User:Which Linden/Office Hours/2008 Apr 10

From Second Life Wiki
Jump to navigation Jump to search

This conversation is a bit disjointed because I was crashing all the time, and didn't have logging to disk enabled in my viewer.

  • [11:31] Zai Lynch: cu
  • [11:31] Which Linden: Sheesh. Maybe the normal viewer will be more stable for me
  • [11:31] Zai Lynch: well i got nVidia as well morgaine.
  • [11:32] Mastorian Kingsford: i hate to say this makes me look anti wl but i have noticed alota players crash on sunrises and sunsets when server does the trigger i get a 3 sec pause on light changes
  • [11:32] Which Linden: Hm, interesting, that might be useful information to pass on to Pastrami if you can get a decent repro
  • [11:33] Morgaine Dinova: Is that in QA, or different studio for client?
  • [11:33] Mastorian Kingsford: way to test it have a view lindens in bust area and wacth the light event you should see it has to be sim thats got a few on it
  • [11:33] Mastorian Kingsford: busy area
  • [11:34] Trinity Coulter: so, Which, you are saying because MySQL doesn't have a timeout essentially, that the systems that depend on it shouldn't be having timeouts
  • [11:34] Which Linden: Trinity: yes
  • [11:34] Trinity Coulter: is that the essence :)
  • [11:34] Trinity Coulter:  :)
  • [11:34] Which Linden: Cause if it's your own code, you can abort on command, but if it's some other process, you can't
  • [11:35] Trinity Coulter: i would guess that undoing something after a timeout is as troublesome?
  • [11:35] Which Linden: Yes, cause you can't be sure that the undo will work
  • [11:35] Trinity Coulter: since the MySQL might have already done it by that point.....?

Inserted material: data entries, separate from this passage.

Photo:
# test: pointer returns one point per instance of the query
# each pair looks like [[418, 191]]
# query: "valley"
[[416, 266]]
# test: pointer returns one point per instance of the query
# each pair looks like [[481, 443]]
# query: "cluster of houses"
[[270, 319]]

  • [11:35] Which Linden: Yeah
  • [11:35] Which Linden: You just don't know the state, and if you gave someone some L$ they may have spent it already
  • [11:36] Which Linden: I would prefer to have some way for the viewer to get a list of ongoing transactions and see their status
  • [11:36] Morgaine Dinova: Doesn't this tackle a symptom though, rather than the problem? Being in the queue for 20s is not the normal operating regime.

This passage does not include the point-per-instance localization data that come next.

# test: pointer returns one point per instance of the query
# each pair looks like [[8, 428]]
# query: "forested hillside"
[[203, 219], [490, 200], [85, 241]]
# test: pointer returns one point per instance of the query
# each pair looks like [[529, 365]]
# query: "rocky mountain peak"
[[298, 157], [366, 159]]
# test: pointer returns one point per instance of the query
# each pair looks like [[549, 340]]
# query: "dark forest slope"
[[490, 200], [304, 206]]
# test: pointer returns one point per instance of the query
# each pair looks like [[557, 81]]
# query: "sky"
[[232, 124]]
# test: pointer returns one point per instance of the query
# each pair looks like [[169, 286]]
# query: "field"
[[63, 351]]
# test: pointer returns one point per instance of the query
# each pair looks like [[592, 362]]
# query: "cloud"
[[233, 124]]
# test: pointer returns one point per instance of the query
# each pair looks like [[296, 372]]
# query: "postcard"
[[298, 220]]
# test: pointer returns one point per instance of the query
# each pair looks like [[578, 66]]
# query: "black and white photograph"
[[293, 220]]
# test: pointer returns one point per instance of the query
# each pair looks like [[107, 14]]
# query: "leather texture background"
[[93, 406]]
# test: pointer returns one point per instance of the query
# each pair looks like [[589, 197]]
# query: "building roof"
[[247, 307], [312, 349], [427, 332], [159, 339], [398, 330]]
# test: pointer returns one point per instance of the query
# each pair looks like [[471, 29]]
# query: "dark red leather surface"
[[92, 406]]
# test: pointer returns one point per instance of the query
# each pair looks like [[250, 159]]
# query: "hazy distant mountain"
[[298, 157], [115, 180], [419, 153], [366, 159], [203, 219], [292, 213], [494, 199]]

  • [11:36] Which Linden: Yes, well, that's true as well
  • [11:36] Which Linden: But you have to design around the edge cases
  • [11:37] Which Linden: And in the edge case where the commit takes too long, currently our timeouts cause the simulator to think the transaction failed, when it actually did go through in the database
  • [11:37] Morgaine Dinova: The problem is, extending or removing the timeout buys you nothing. All that will happen is that your queue ends up hogging all of memory and then everything collapses.
  • [11:38] Morgaine Dinova: Because your queue will just grow longer and longer.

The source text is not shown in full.